# Thank-you



## 91syclone (Dec 16, 2007)

arty:
Thank-you kau for adding Branson to the list of tractors.:headclap: 
I'm sure I'm not the only one around that is completely happy with their 
Branson tractor.
I have a 4720i with about 180 hrs on it and haven't had any issues with it.
Of course I'm still breaking it in.


Thank-you again, Aaron


----------



## SHARTEL (Feb 11, 2009)

Welcome Aaron! 

Never heard any complaints from other Branson owners .

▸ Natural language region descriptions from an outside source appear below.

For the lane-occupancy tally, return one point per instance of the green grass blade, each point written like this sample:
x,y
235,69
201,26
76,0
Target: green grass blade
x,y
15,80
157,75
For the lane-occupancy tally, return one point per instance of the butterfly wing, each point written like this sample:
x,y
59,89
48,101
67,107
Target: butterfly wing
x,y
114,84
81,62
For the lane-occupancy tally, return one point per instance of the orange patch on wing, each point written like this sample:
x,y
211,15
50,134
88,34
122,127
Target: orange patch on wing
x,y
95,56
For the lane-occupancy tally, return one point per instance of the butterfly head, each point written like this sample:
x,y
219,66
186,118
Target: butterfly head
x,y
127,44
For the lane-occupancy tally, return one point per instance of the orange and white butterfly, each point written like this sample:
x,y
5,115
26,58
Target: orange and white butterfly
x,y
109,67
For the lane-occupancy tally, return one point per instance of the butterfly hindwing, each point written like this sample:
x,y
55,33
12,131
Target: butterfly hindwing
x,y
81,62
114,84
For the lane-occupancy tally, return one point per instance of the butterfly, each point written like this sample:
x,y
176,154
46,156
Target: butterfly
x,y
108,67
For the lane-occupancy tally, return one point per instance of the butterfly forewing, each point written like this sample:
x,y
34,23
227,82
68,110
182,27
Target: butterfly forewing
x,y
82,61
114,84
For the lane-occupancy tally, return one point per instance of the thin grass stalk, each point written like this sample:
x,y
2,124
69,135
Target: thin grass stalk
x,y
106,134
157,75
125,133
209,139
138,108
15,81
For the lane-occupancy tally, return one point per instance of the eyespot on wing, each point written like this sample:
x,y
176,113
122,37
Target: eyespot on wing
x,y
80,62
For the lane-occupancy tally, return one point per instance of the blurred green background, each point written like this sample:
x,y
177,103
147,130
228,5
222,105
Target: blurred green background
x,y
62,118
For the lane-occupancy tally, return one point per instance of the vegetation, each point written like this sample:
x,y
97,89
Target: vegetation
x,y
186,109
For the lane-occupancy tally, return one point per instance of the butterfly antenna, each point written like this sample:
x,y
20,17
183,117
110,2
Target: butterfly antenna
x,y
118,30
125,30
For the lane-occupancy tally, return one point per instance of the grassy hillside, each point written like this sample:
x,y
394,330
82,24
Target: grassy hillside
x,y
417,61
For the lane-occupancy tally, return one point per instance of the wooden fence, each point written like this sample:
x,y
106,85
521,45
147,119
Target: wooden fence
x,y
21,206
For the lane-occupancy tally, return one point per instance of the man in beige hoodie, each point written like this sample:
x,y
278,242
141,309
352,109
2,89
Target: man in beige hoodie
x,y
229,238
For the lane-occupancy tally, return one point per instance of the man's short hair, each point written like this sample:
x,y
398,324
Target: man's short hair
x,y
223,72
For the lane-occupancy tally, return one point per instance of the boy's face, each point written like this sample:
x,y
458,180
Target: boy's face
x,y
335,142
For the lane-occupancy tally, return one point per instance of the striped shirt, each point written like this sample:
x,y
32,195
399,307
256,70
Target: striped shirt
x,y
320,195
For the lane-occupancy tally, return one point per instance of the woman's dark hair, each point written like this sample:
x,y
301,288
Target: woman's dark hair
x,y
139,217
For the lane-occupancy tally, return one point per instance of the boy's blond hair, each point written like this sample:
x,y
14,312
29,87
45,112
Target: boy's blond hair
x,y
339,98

Got any pic's of your rig?


----------



## ncg45 (Feb 26, 2008)

*Branson*

Yes, thanks for adding Branson to the tractor brand list! I have a '05 2810.

Nick


----------



## Aljo (Oct 29, 2010)

I have a 4020 that I bought new in 2003. I really like it except for the tie rod ends. I have replaced two of them so far. I have not mistreated it and it has broke without a load on the bucket. I think it is bad engineering. Anybody have the same problem. When I ordered the part, the parts dealer said he has ordered a few of them for other people.


----------



## Hoodoo Valley (Nov 14, 2006)

Time to look at beefing it up somehow!


----------



## silverslim (Aug 21, 2014)

Bought a brandy new Branson 4520C in July. I almost froze to death plowing on my FarmTrac 390HST last winter. Looking forward to a nice heated cab this year. Only had my machine for a little over a month but it's well built and makes me smile every time I ride it.


----------